Royal Windsor has announced that it will bring back dressage and change the timetable to make the most of the new permanent all-weather surface, which will debut this year.

Organisers confirmed last week that the planned 120m x 60m all-weather arena, for which planning permission had been secured just before Christmas, would be ready for this year’s show. Martin Collins has been appointed to build the £500,000 ring, which will be known as Castle Arena, as well as a 50x25m collecting ring and an all-weather 400m horsewalk.

“For years Royal Windsor has had a stunning backdrop but a main ring that was at the mercy of the weather,” says show director Simon Brook-Ward. “We now not only have the picturesque setting but we also, arguably, have the best going for an outdoor equestrian event in the country.”

The new ring will allow Royal Windsor to bring back dressage, which had been cut out of the programme after the washout in 2003 because the venue didn’t have an all-weather surface. “[Dressage] competitors didn’t want to compete on grass any more — so now we have an all weather surface, they want to come back,” says spokeswoman Candy Burnyeat.

A new gala evening on Friday 13 May will see a dressage demonstration by Carl Hester and four pairs of international competitors engage in a pas-de-deux. All the displays — including the Musical Drive of the King’s Troop, RHA and the Musical Ride of the Household Cavalry — will also take place on Friday evening.

Royal Windsor may well expand its dressage programme in coming years “to make the maximum possible use of the surface and include the highest possible level of competition,” according to Burnyeat, but she can’t yet confirm what will be included in the future.

Show jumping also stands to benefit from the new arena, as all the classes, including the Horse & Hound Foxhunter and others which used to take place in outer rings, will now take place on the all-weather surface.

However, the show will only have three rings in 2005 — the new Castle Arena, Frogmore and Copper Horse — and this has inevitably led to cuts in classes.

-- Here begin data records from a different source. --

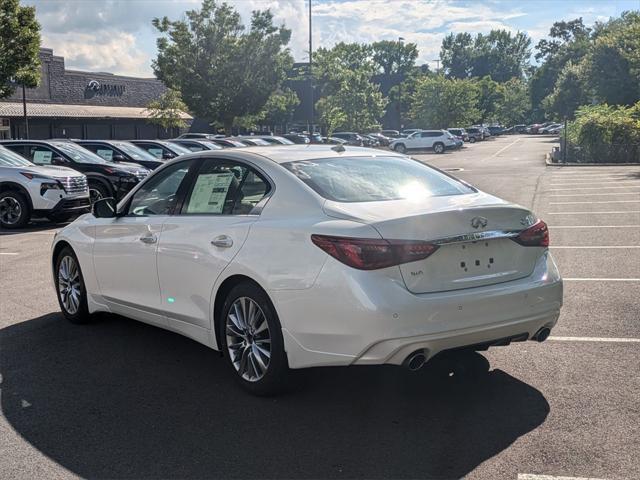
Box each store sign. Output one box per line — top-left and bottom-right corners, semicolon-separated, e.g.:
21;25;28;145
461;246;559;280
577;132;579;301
85;80;126;97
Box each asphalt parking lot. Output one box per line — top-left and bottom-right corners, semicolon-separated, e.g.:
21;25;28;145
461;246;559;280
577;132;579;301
1;136;639;480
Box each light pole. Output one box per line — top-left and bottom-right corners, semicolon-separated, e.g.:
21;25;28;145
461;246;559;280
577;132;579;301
432;59;440;74
398;37;404;130
21;83;29;139
308;0;314;138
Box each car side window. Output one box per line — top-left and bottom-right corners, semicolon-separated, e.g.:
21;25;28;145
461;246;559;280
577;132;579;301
181;160;271;215
127;160;193;216
28;146;56;165
82;144;115;161
138;144;165;159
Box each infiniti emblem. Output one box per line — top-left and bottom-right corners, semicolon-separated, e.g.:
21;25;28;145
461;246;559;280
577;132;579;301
470;216;488;229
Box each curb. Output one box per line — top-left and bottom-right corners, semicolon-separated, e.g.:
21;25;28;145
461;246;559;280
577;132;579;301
545;153;640;167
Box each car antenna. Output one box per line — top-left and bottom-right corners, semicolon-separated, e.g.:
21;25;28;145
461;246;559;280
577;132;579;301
331;143;345;153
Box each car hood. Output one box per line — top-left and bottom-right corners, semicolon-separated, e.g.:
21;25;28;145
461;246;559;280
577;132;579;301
110;162;149;173
14;164;85;179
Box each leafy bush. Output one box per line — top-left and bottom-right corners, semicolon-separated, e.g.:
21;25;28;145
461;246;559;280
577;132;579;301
565;102;640;163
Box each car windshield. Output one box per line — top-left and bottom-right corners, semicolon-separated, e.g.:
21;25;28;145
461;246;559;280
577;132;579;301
113;142;158;161
161;142;191;154
52;142;109;164
282;156;474;203
0;146;34;167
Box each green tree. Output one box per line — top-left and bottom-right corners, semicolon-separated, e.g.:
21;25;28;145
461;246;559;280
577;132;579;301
152;0;293;134
410;75;479;128
313;42;375;99
0;0;41;99
584;11;640;106
371;40;418;75
259;87;300;130
494;78;530;125
474;76;502;123
145;88;190;130
316;69;387;132
542;62;589;120
440;30;531;82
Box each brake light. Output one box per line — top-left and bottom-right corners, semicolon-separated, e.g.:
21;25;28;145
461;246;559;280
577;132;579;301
512;219;549;247
311;234;439;270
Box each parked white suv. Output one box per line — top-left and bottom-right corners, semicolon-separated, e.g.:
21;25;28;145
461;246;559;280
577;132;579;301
390;130;457;154
0;145;90;228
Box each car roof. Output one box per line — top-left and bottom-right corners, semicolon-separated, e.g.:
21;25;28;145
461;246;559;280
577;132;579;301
217;145;403;165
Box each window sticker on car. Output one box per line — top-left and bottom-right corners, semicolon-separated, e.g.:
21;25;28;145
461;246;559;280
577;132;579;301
148;148;163;158
96;149;113;161
186;172;234;214
32;150;53;164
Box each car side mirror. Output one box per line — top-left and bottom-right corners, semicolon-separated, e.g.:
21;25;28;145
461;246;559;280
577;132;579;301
163;152;175;160
51;155;68;165
93;197;117;218
112;154;126;162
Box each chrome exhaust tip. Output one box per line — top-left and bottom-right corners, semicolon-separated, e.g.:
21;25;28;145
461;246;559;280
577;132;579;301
404;351;427;371
533;327;551;343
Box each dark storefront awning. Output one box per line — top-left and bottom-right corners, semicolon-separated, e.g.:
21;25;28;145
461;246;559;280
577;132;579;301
0;102;192;120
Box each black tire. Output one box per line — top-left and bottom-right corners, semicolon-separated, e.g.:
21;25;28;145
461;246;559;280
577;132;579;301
54;247;90;324
88;181;111;205
469;137;476;143
393;143;407;154
0;190;30;229
220;281;289;396
433;142;445;154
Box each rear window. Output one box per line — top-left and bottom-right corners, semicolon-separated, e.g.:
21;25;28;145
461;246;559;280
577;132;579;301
282;156;474;203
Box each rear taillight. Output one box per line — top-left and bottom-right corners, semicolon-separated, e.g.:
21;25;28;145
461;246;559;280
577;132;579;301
512;219;549;247
311;234;439;270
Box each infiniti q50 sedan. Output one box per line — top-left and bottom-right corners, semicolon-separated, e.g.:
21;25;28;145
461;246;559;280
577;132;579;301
51;146;563;395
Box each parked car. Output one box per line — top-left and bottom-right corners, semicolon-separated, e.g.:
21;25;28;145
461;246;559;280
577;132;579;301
168;139;224;152
236;135;294;145
207;138;247;148
465;127;484;143
51;145;562;395
545;125;564;135
0;145;90;228
177;133;225;140
232;137;272;147
332;132;365;146
366;132;391;146
380;129;401;139
447;128;469;142
390;130;457;154
539;124;562;134
401;129;422;137
361;134;381;147
282;133;311;145
487;126;504;136
129;140;192;160
1;140;150;203
74;140;162;170
322;136;348;145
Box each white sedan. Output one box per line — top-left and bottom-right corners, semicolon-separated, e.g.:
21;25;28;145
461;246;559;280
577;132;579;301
51;146;563;395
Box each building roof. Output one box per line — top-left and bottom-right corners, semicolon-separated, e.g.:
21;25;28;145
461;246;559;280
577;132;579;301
0;102;192;120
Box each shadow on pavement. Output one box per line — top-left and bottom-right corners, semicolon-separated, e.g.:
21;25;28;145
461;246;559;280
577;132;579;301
0;221;61;236
1;313;550;479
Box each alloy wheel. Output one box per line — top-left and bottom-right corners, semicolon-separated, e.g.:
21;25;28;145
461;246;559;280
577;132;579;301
0;196;22;225
225;296;271;382
434;143;444;154
58;255;81;315
89;188;103;205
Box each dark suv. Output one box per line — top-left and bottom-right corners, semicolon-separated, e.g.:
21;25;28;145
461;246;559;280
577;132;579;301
331;132;365;146
0;140;150;203
129;140;192;160
74;140;163;170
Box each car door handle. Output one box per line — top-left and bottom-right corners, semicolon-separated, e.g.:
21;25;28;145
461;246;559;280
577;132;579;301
211;235;233;248
139;233;157;244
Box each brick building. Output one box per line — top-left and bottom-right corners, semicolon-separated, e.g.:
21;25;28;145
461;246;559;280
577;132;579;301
0;48;191;140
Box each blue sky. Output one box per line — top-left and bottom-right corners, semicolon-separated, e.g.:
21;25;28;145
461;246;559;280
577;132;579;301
25;0;638;77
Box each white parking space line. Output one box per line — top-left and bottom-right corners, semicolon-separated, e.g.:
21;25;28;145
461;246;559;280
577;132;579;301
548;225;640;228
489;138;521;158
549;336;640;343
546;211;640;215
550;181;640;186
550;192;640;197
550;200;640;204
0;252;19;256
563;278;640;281
549;186;640;191
518;474;607;480
551;246;640;249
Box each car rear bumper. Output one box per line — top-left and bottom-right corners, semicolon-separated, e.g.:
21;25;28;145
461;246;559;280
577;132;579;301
274;252;562;369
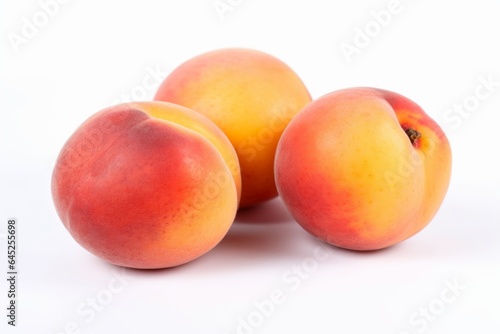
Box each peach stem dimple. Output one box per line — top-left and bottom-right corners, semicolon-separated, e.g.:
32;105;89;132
404;128;421;145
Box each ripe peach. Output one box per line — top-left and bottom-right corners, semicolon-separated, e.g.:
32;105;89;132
275;88;452;250
154;48;311;208
52;101;241;269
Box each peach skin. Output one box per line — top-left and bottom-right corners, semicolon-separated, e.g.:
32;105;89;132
275;88;452;250
52;101;241;269
154;48;311;208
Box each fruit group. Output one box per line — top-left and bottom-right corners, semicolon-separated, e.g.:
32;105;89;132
275;88;452;250
52;101;241;269
154;48;311;208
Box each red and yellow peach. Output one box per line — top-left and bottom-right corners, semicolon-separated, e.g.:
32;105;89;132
52;101;241;269
275;88;452;250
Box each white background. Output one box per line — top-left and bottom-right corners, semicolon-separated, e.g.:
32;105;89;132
1;0;500;333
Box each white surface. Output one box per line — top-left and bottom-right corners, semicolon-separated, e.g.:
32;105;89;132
1;0;500;333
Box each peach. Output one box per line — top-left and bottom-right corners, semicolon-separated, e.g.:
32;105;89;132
154;48;311;208
51;101;241;269
275;88;452;250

The amateur hunter classes, heavy horse turnouts and obstacle driving and three show jumping classes which had duplicates in the new arena will all go, as will the private driving, although the BDS Concours d’Elegance, the Country Life Coaching Marathon and the light trade and agricultural turnouts remain. The RDA Concours d’Elegance has also been cut, but one driving class and one non-driving class have been retained for this group.